This past WE we started the new finance class dedicated to Mergers, MBOs, LBOs, and corporate reorganization. This course covers lots of examples through cases whose theoritical aspects are presented first. We also discuss the many aspects of deals, but focus most on the financial views. In particular this past class, i take away the following:
* Synergies valuation from the market: S = CARa x Va + CARb x Vb, where CAR is the cumulative abnormal return, CAR = R - (alpha+beta x Rm). Also Va and Vb are the values pre-event and S is evaluated in an event window [-10 ; +10] days around the event, and alpha and beta are extracted from an estimation window, [-120 ; -20] before the announcement. Note that if there is uncertainty about the deal this S is a weighted value of the real synergies with p, probability of success.

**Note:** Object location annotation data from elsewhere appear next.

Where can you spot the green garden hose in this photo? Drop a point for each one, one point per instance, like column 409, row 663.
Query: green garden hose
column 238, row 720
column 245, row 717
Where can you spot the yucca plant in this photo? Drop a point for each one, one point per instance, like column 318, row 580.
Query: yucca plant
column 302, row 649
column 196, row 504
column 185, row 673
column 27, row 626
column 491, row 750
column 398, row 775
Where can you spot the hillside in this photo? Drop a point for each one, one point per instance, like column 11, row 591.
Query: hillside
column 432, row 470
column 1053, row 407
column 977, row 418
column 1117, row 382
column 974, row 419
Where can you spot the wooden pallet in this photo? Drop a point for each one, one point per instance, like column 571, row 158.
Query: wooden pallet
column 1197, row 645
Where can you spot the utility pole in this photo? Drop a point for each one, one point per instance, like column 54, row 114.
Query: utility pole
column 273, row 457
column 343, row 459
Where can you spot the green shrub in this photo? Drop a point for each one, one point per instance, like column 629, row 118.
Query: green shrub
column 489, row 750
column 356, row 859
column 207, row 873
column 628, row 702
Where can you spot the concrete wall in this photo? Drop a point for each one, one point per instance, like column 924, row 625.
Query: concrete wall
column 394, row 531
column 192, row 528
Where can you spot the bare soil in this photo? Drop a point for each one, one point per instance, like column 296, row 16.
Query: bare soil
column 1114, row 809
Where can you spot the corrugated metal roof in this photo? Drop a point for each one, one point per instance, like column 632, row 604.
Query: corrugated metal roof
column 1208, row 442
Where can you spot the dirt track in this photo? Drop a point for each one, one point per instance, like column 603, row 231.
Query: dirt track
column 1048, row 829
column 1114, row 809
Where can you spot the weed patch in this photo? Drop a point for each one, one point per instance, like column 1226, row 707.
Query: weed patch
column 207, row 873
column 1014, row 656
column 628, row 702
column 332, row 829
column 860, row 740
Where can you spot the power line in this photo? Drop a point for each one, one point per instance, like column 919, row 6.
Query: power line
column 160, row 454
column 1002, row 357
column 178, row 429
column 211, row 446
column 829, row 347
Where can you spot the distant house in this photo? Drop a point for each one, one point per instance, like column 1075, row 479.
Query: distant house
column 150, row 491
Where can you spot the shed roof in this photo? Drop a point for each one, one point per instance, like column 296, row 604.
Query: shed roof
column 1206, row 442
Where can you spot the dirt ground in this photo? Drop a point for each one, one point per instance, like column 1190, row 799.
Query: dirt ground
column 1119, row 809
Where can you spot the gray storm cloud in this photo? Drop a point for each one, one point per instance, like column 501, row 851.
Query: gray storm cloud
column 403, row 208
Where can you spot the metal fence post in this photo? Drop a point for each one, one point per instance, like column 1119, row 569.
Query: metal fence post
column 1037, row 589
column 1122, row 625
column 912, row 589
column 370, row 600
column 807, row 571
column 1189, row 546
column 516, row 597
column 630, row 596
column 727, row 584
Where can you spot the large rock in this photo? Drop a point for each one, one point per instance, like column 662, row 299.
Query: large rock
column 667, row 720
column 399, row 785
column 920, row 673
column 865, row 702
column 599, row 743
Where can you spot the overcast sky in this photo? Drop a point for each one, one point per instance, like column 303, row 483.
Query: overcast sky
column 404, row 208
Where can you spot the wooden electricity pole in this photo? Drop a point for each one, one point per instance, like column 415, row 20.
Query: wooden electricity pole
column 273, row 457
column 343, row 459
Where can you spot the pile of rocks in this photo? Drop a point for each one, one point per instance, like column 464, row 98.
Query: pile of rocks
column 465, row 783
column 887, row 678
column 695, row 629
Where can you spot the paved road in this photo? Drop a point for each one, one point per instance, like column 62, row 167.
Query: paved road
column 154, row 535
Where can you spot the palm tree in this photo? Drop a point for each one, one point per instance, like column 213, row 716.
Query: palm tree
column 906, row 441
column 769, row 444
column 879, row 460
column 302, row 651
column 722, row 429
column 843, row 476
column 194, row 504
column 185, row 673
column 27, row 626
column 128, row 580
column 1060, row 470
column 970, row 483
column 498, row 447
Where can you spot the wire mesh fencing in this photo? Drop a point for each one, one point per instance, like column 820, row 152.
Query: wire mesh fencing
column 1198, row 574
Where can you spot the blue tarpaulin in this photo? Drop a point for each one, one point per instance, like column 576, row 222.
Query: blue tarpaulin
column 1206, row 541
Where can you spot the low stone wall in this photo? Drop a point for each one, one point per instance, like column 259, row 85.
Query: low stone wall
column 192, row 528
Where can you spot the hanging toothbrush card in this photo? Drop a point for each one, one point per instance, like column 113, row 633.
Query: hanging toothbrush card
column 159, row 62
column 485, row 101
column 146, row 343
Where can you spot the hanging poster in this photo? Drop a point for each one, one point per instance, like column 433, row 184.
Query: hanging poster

* An offer can be composed of cash and share exchange. In that case, the value of the offer is: c + (x/(Na+x.Nb)).(Va + Vb + S - Nb.c); where c is the cash offer from A to B, x, the exchange ratio of shares, Na and Nb the number of existing shares, Va and Vb the value of A and B pre-announcement, and S the synergies.
* Collar: we can also imagine some contractual arrangement in the case of share exchange, with floor and ceiling. In such cases, we can value the offer using option valuations (Black-Scholes) as the deal is a combination of long shares, long puts and short calls.
* Earn-outs: provide payment to the target 2 to 5 years after the deal depending on performance.